- Origin: Stanford, California, United States
- Genres: Hardcore Punk
- Years active: 1981–1989
- Past members: Eugene Robinson; Steve Ballinger; Adam Zimbardo; Dave Nagler; Sam Smoot; David Owens; Ron Isa; Steve Shaughnessy; Niko Wenner; Bart Thurber; Mark Nichoson; Dan Adams; Tom Dobrov;

= Whipping Boy (American band) =

American punk/psychedelic/metal band

Whipping Boy was an American hardcore punk, psychedelic, and experimental metal band from Palo Alto, California, United States.

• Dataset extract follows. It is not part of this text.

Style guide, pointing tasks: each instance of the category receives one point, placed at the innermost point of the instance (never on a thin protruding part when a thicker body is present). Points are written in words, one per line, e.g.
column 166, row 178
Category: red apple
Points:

The band was created in 1981 by lead singer Eugene Robinson and guitarist Steve Ballinger, students from Stanford University, and rounded out by the rhythm section of Sam Smoot, and David Owens, also students. Their sound featured fast melodies, tight, chunky rhythms, and violently incoherent vocals. They espoused a radically anti-government view that caught the attention of the Dead Kennedys' Jello Biafra and led to his support. They were featured on a punk compilation Not So Quiet on the Western Front. Their first LP, The Sound of No Hands Clapping was produced by DK's bassist, Klaus Flouride. The band enjoyed moderate success, and national tours in 1982 and 1983 were capped by the release of the psychedelic MuruMuru in 1983. This abrupt change in style was not welcomed by Whipping Boy's fanbase. After another national tour, several personnel changes followed. In 1984, Ron Isa on bass, Steve Shaughnessy on drums, and Niko Wenner on guitar and backing vocals joined original members Robinson and Ballinger. Not long after, Ballinger left and Bart Thurber joined on guitar, though Ballinger appeared on the next LP The Third Secret of Fatima. This third record was another relative stylistic change, and also involved Fluoride. After several further lineup changes and a 7" record of a live-in-the-studio recording at radio station KFJC entitled "Crow," the band went on hiatus in 1989. Incendiary front man and lyricist Eugene Robinson, drummer Dan Adams, and guitarist Niko Wenner have shifted their focus to the avant-garde noise-rock band Oxbow.